Strings come with several methods to manipulate them natively.
```{python 06-python-appl-6}
'White Knight'.capitalize()
"It's just a flesh wound".count('u')
'Almond'.endswith('nd')
'White Knight'.lower()
'White Knight'.upper()
'flesh wound'.replace('flesh','bullet')
' This is my song '.strip()
'Hello, hello, hello'.split(',')
```
One of the most powerful string methods is `join`. This allows us to take a list of characters, and then
put them together using a particular separator.
```{python 06-python-appl-7}
' '.join(['This','is','my','song'])
```
Also recall that we are allowed "string arithmetic".
```{python 06-python-appl-8}
'g' + 'a' + 'f' + 'f' + 'e'
'a '*5
```
### String formatting
In older code, you will see a formal format statement.
```{python 06-python-appl-9}
var = 'horse'
var2 = 'car'
s = 'Get off my {}!'
s.format(var)
s.format(var2)
```
This is great for templates.
```{python 06-python-appl-10}
template_string = """
{country}, our native village
There was a {species} tree.
We used to sleep under it.
"""
print(template_string.format(country='India', species = 'banyan'))
print(template_string.format(country = 'Canada', species = 'maple'))
```
In Python 3.6+, the concept of `f-strings` or formatted strings was introduced. They can be easier to read, faster and have better performance.
```{python 06-python-appl-11}
country = 'USA'
f"This is my {country}!"
```
## Regular expressions
Regular expressions are amazingly powerful tools for string search and manipulation. They are available in pretty much every
computer language in some form or the other. I'll provide a short and far from comprehensive introduction here. The website [regex101.com](https://regex101.com) is a really good resource to learn and check your regular expressions.
### Pattern matching
| Syntax | Description |
| ------- | ------------------------------------------------------------ |
| `.` | Matches any one character |
| `^` | Matches from the beginning of a string |
| `$` | Matches to the end of a string |
| `*` | Matches 0 or more repetitions of the previous character |
| `+` | Matches 1 or more repetitions of the previous character |
| `?` | Matches 0 or 1 repetitions of the previous character |
| `{m}` | Matches `m` repetitions of the previous character |
| `{m,n}` | Matches any number from `m` to `n` of the previous character |
| `\` | Escape character |
| `[ ]` | A set of characters (e.g. `[A-Z]` will match any capital letter) |
| `( )` | Matches the pattern exactly |
| `|` | OR |
# BioPython
BioPython is a package aimed at bioinformatics work. As with many Python packages, it is opinionated towards the needs of the developers, so might not meet everyone's needs.

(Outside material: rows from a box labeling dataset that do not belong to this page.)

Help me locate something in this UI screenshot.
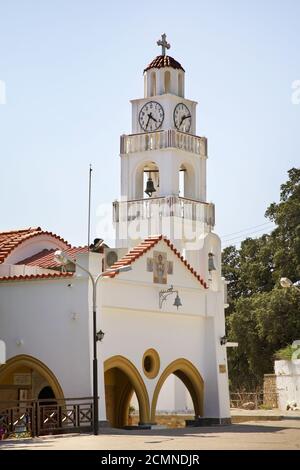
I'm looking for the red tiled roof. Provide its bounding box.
[17,246,88,269]
[0,227,70,264]
[104,235,208,289]
[0,272,74,282]
[144,55,185,72]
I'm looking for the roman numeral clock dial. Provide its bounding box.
[174,103,192,132]
[139,101,165,132]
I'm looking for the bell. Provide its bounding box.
[173,294,182,310]
[145,176,156,197]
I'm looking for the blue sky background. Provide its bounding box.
[0,0,300,248]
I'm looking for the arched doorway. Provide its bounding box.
[0,354,64,401]
[104,356,150,428]
[151,358,204,424]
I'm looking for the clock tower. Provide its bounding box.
[113,34,214,278]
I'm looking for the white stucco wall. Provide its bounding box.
[274,359,300,410]
[0,278,91,398]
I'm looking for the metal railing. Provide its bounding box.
[230,392,264,410]
[113,196,215,227]
[0,397,93,437]
[120,129,207,157]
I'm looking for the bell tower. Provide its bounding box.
[113,34,214,268]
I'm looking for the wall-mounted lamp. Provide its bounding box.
[159,286,182,310]
[96,330,105,341]
[220,335,227,346]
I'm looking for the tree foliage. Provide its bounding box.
[223,168,300,390]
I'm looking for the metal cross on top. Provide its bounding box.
[157,33,171,55]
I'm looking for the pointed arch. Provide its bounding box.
[104,356,150,427]
[0,354,64,399]
[151,358,204,423]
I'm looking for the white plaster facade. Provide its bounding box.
[274,359,300,410]
[0,40,230,423]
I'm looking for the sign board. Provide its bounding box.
[0,339,6,364]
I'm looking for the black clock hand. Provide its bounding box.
[179,116,186,127]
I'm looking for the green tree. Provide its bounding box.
[223,168,300,390]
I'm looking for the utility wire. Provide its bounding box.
[221,222,273,238]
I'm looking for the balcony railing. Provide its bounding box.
[120,129,207,157]
[113,196,215,227]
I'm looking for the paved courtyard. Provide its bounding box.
[0,417,300,450]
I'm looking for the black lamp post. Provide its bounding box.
[54,250,132,436]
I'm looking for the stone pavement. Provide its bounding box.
[0,416,300,450]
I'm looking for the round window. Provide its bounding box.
[143,349,160,379]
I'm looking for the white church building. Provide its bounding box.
[0,35,230,427]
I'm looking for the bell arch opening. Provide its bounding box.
[164,70,171,93]
[151,358,204,424]
[104,356,150,428]
[135,161,159,199]
[178,72,184,98]
[150,72,156,96]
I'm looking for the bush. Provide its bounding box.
[274,344,295,361]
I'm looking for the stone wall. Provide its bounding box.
[263,374,278,408]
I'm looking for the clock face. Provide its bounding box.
[139,101,165,132]
[174,103,192,132]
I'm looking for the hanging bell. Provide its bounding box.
[208,253,216,271]
[173,294,182,310]
[145,176,156,197]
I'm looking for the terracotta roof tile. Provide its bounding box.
[0,272,74,282]
[17,246,88,269]
[0,227,70,264]
[144,55,185,72]
[104,235,208,289]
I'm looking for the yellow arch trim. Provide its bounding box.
[151,358,204,424]
[104,356,150,424]
[0,354,64,399]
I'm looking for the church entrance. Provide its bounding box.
[151,358,204,427]
[0,354,64,403]
[104,356,150,428]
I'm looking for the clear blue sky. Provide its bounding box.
[0,0,300,248]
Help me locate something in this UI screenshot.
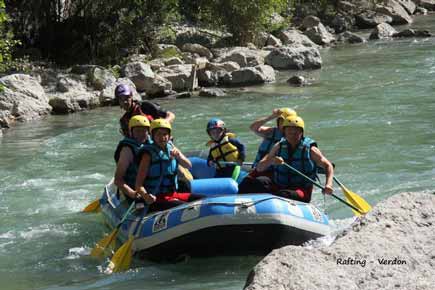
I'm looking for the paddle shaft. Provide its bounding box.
[283,162,362,214]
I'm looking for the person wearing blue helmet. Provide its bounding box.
[206,118,246,180]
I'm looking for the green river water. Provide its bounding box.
[0,15,435,290]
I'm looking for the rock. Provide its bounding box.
[49,90,100,114]
[213,47,264,67]
[165,57,184,65]
[415,6,427,15]
[304,21,335,45]
[393,28,432,37]
[330,14,355,34]
[266,46,322,69]
[287,76,307,87]
[369,23,397,39]
[416,0,435,11]
[0,74,52,123]
[278,29,317,47]
[376,0,412,24]
[337,31,366,43]
[157,64,197,92]
[98,78,142,106]
[199,88,227,98]
[156,43,181,58]
[301,15,321,29]
[396,0,417,15]
[88,67,116,91]
[245,193,435,290]
[223,65,275,85]
[181,43,213,59]
[355,11,393,28]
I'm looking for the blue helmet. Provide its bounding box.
[207,118,225,132]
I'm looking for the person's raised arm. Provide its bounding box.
[136,153,156,204]
[256,143,284,172]
[115,147,136,199]
[249,109,280,138]
[310,146,334,194]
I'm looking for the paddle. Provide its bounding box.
[105,205,148,274]
[82,198,100,213]
[334,176,372,214]
[283,162,366,216]
[91,201,135,257]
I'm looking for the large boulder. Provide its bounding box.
[245,192,435,290]
[88,67,116,91]
[416,0,435,11]
[355,11,393,28]
[266,46,322,69]
[122,61,155,92]
[369,23,397,39]
[223,65,275,85]
[213,47,264,67]
[376,0,412,24]
[157,64,197,92]
[49,90,100,114]
[181,43,213,59]
[0,74,52,123]
[304,22,335,45]
[278,29,317,47]
[396,0,417,15]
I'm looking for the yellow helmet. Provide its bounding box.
[128,115,150,129]
[282,116,305,131]
[151,119,172,134]
[278,108,298,120]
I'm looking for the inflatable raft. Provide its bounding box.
[100,158,331,260]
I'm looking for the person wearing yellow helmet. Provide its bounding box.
[114,115,150,202]
[115,84,175,136]
[242,116,334,202]
[249,108,297,177]
[136,119,202,211]
[206,118,245,180]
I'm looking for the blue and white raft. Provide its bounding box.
[100,179,332,260]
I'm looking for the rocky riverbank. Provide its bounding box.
[245,193,435,290]
[0,0,435,136]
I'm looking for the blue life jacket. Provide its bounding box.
[252,127,283,168]
[139,143,178,195]
[114,137,144,188]
[273,137,317,188]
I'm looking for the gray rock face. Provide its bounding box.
[376,0,412,24]
[416,0,435,11]
[278,29,317,47]
[369,23,397,39]
[396,0,417,15]
[157,64,196,92]
[245,193,435,290]
[122,62,154,92]
[223,65,275,85]
[355,11,393,28]
[182,43,213,59]
[266,46,322,69]
[337,31,366,43]
[0,74,52,123]
[214,47,264,67]
[304,22,335,45]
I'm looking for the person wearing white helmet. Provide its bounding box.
[249,108,297,177]
[114,115,150,202]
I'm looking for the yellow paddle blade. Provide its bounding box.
[178,165,193,181]
[82,199,100,212]
[340,184,372,216]
[106,236,134,273]
[91,228,119,257]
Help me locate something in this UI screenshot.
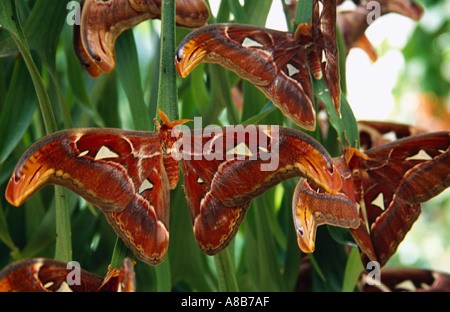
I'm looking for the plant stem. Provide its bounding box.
[157,0,179,120]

You can install BioPython using `conda install biopython`.
We'll do a short example
```{python 06-python-appl-12}
from Bio.Seq import Seq
#create a sequence object
my_seq = Seq("CATGTAGACTAG")
#print out some details about it
print("seq %s is %i bases long" % (my_seq, len(my_seq)))
print("reverse complement is %s" % my_seq.reverse_complement())
print("protein translation is %s" % my_seq.translate())
```
BioPython has capabilities for querying databases like `Entrez`, read sequences, do alignments using FASTA, and the like.